Intravenous immunoglobulin may prevent severe infections associated with anti-BCMA therapy for multiple myeloma


New research in Blood Cancer Discovery shows that intravenous immunoglobulin (IVIg) reduced the risk of severe infections by 90% in patients with multiple myeloma undergoing treatment with an anti-BCMA bispecific antibody.

Guido Lancman, MD, a clinical associate at the Princess Margaret Cancer Centre of the University Health Network and an adjunct assistant professor at the University of Toronto, is the study’s first author.

Bispecific antibodies targeting the BCMA protein are increasingly employed in the treatment of multiple myeloma, with two agents recently approved by the U.S. Food and Drug Administration to treat this blood cancer.
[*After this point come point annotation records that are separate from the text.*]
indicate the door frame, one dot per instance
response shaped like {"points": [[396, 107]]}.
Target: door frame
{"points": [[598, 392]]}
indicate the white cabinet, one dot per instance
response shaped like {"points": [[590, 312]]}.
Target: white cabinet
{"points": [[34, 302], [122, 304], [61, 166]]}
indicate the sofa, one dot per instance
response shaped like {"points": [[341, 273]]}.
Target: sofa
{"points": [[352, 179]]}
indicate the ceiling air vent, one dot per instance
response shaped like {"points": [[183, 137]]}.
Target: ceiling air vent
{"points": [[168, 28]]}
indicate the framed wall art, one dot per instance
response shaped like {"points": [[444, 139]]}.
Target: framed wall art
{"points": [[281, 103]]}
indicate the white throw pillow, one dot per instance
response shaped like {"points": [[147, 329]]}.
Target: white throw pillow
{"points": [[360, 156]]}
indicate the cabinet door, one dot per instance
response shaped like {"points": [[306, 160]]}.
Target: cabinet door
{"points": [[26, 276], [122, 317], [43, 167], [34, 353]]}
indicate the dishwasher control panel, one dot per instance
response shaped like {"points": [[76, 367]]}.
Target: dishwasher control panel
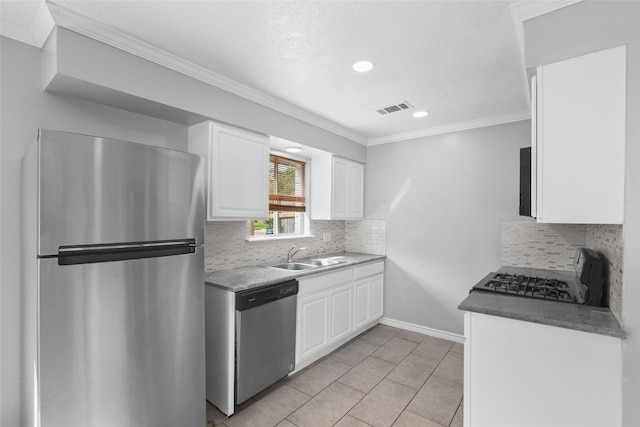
{"points": [[257, 297]]}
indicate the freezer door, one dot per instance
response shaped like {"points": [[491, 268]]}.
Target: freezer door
{"points": [[122, 343], [95, 190]]}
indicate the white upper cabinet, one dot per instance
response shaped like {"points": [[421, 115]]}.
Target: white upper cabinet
{"points": [[578, 139], [337, 188], [236, 170]]}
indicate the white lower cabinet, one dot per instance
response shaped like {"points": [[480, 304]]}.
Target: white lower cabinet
{"points": [[525, 374], [363, 302], [341, 312], [312, 327], [335, 307]]}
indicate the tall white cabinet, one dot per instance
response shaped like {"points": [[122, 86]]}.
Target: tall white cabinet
{"points": [[578, 139], [236, 170]]}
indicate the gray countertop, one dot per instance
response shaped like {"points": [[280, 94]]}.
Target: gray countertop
{"points": [[241, 279], [597, 320]]}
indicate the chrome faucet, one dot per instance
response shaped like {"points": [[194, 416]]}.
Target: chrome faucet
{"points": [[291, 252]]}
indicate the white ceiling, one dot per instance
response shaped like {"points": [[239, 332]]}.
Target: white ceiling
{"points": [[460, 60]]}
While anti-BCMA bispecific antibodies have exhibited impressive efficacy against heavily pretreated multiple myeloma, there has been a high rate of serious, sometimes lethal, infections in patients receiving these therapies, explained Lancman.
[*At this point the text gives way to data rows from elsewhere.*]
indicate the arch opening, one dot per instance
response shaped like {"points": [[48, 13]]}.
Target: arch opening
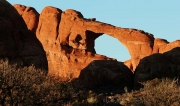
{"points": [[111, 47]]}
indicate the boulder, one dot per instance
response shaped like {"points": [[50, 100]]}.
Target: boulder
{"points": [[158, 66], [30, 16], [69, 40], [17, 43], [104, 73]]}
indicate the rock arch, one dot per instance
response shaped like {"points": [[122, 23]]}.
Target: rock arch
{"points": [[111, 47], [68, 39]]}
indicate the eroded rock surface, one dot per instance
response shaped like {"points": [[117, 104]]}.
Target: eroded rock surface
{"points": [[17, 43], [104, 73], [30, 16], [158, 66], [68, 39]]}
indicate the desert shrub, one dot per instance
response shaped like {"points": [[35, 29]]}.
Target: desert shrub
{"points": [[157, 92], [30, 86]]}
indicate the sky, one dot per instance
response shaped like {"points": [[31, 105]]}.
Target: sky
{"points": [[158, 17]]}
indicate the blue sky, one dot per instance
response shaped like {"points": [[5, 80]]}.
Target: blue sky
{"points": [[159, 17]]}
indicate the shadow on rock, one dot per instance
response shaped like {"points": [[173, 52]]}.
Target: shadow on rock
{"points": [[105, 76]]}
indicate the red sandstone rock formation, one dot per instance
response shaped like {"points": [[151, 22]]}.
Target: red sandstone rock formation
{"points": [[17, 43], [103, 73], [68, 40], [30, 16], [166, 65]]}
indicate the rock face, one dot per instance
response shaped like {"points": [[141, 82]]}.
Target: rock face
{"points": [[17, 43], [158, 66], [68, 39], [30, 16], [103, 73]]}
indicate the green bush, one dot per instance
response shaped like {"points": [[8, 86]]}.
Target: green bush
{"points": [[30, 86], [157, 92]]}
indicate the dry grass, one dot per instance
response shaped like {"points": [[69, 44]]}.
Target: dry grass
{"points": [[157, 92], [29, 86]]}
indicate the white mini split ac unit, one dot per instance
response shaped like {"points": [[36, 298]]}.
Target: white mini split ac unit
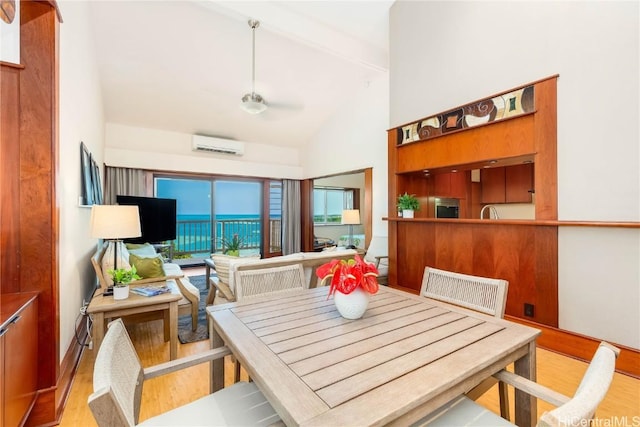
{"points": [[217, 145]]}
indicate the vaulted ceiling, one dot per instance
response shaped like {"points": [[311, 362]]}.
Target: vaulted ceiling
{"points": [[184, 65]]}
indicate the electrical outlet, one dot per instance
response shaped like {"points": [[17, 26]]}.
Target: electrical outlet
{"points": [[528, 309]]}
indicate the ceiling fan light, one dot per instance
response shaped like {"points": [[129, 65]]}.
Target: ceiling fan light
{"points": [[253, 103]]}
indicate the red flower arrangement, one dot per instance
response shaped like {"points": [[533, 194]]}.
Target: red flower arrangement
{"points": [[346, 276]]}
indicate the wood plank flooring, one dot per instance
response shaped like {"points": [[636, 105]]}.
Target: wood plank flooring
{"points": [[621, 407]]}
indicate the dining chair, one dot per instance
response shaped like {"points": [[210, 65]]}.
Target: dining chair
{"points": [[576, 411], [482, 294], [118, 379], [265, 282], [269, 281]]}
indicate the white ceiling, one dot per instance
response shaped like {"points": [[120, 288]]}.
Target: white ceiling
{"points": [[184, 65]]}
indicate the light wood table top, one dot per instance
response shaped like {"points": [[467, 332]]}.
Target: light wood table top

Prior research from Lancman and colleagues suggested that the increased risk of infection during anti-BCMA therapy may be caused by treatment-induced depletion of the patient’s own antibodies, a condition known as hypogammaglobulinemia.

“Since antibodies are key components of the immune response, the inability to make antibodies leaves patients vulnerable to all sorts of viral and bacterial infections,” he noted. “As more and more patients start receiving BCMA-targeted bispecific antibodies, it is critical that physicians become aware of this toxicity and learn how to manage it.”
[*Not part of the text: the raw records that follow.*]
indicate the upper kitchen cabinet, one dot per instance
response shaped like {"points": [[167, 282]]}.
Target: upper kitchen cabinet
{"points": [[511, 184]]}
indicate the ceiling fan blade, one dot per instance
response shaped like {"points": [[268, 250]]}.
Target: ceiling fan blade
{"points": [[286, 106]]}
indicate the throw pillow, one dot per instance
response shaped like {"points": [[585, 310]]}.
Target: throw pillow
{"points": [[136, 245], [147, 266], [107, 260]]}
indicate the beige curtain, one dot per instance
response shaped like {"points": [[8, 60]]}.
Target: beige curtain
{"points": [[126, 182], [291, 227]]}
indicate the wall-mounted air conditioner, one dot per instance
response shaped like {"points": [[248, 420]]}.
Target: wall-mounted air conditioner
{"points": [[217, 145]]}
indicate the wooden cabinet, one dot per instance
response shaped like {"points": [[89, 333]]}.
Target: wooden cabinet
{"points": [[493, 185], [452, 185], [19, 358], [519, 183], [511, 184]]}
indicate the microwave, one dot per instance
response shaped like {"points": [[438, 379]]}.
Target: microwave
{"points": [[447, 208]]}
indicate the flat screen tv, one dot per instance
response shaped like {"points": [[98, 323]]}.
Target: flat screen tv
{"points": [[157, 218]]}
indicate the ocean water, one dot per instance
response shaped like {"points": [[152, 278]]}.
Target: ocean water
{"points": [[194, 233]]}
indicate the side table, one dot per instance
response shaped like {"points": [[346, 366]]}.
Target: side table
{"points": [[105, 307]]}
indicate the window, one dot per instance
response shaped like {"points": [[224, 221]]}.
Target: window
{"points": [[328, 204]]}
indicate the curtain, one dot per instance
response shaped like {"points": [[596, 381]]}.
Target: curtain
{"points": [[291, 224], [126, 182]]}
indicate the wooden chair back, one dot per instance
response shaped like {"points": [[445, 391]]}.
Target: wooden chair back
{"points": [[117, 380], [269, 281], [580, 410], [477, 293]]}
Lancman and colleagues hypothesized that supplementing patient antibody levels through intravenous (IV) delivery of donor antibodies—also known as immunoglobulins (Ig)—might mitigate their risk of infection.

To test this hypothesis, they conducted a retrospective analysis of 37 patients with heavily pretreated multiple myeloma who had received treatment with an anti-BCMA bispecific antibody. All patients were enrolled in one of four clinical trials at Mount Sinai Hospital between 2019 and 2022.

Among the 26 patients who experienced clinical responses to an anti-BCMA bispecific antibody, 100% had severe hypogammaglobulinemia (defined as IgG levels below 200 mg/dL), and approximately 92% received IVIg at some point during treatment. During a combined 424 months of follow up, patients experienced a total of 118 infections, including 26 severe infections (grades 3-5) among 15 patients.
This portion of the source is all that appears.